The Hyperbolic Founding Team
The founders of Hyperbolic are the most formidable team we've encountered in this space, with deep expertise in both crypto and artificial intelligence, giving them a unique advantage in tackling the decentralized computing market for AI models.
On the crypto side, Hyperbolic's CEO and co-founder Jasper Zhang is a mathematics expert with a specialization in proof verification for distributed systems. Jasper has won multiple awards in the International Mathematical Olympiad, completed his math PhD from Berkeley in under two years (the fastest in the school's history), and previously worked as a quantitative analyst at Citadel and a researcher at Ava Labs.

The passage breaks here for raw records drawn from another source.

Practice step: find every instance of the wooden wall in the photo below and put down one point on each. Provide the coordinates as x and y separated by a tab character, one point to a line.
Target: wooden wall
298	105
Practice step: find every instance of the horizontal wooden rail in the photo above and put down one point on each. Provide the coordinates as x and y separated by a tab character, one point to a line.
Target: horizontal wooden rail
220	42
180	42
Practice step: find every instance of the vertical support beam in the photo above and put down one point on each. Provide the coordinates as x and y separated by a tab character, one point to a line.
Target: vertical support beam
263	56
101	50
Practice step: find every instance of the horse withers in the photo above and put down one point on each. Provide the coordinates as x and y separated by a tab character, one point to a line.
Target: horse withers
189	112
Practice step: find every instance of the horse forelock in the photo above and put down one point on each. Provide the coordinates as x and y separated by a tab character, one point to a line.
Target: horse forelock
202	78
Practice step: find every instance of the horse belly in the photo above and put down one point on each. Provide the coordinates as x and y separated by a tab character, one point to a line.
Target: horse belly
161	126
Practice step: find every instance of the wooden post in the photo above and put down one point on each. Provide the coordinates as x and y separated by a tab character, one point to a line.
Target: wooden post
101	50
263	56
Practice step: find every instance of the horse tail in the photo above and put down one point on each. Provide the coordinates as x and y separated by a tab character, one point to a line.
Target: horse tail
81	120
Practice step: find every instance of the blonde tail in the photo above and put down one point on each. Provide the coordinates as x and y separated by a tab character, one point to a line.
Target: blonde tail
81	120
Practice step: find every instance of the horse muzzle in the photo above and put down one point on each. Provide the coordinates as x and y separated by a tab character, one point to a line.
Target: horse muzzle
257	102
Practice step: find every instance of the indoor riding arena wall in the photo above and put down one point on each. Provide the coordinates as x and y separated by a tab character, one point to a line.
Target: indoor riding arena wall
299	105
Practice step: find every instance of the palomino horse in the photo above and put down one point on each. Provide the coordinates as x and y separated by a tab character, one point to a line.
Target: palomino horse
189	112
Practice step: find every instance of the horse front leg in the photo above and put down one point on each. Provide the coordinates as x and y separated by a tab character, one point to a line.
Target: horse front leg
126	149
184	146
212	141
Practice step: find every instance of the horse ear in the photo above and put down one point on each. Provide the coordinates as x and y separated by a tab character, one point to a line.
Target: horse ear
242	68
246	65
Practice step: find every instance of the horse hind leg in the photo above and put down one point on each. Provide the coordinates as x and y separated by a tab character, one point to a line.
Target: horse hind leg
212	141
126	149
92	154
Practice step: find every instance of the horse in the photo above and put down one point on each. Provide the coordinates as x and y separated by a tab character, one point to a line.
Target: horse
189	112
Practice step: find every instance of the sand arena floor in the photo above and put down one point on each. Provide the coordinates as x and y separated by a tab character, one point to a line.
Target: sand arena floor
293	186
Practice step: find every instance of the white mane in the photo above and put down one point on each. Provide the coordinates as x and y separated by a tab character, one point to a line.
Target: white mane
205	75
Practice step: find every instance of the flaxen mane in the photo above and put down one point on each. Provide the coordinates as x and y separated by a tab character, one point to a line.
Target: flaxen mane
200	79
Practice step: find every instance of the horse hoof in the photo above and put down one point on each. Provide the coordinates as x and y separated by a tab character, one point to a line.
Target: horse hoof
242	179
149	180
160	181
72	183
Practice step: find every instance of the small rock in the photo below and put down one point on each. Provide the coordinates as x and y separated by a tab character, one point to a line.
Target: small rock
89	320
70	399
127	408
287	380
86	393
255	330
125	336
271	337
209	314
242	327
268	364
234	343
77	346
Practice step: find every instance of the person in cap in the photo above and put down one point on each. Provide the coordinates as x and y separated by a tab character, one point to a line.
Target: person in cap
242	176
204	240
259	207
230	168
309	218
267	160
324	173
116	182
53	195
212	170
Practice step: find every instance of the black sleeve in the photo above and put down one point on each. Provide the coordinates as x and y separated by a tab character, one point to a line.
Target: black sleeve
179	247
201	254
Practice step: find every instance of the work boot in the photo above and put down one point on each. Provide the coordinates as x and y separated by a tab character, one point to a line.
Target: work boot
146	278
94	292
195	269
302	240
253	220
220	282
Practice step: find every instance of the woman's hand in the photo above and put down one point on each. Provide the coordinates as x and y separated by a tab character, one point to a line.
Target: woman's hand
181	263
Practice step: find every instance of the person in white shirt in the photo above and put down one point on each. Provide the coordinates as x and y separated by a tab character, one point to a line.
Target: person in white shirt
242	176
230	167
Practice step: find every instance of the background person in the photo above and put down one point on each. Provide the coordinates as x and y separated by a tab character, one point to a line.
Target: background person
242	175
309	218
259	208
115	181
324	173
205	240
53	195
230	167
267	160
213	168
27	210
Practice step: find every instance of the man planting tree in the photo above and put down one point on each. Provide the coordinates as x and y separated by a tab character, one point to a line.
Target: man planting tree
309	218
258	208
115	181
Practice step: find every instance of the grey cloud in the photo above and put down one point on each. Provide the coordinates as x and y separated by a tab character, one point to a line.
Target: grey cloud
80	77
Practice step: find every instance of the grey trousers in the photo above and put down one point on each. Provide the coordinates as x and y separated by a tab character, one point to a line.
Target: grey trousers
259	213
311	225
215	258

On the AI side, Hyperbolic's CTO and co-founder Yuchen Jin is a machine learning and distributed systems expert. Yuchen received the prestigious Chinese National Scholarship, holds a PhD in computer science from the University of Washington, and managed an engineering team at OctoAI, building optimized solutions for AI model deployment.
We are excited to announce that we are leading Hyperbolic's Series A funding round today. We are thrilled to support Jasper, Yuchen, and the rest of the Hyperbolic team on their journey to make AI more accessible, verifiable, and open.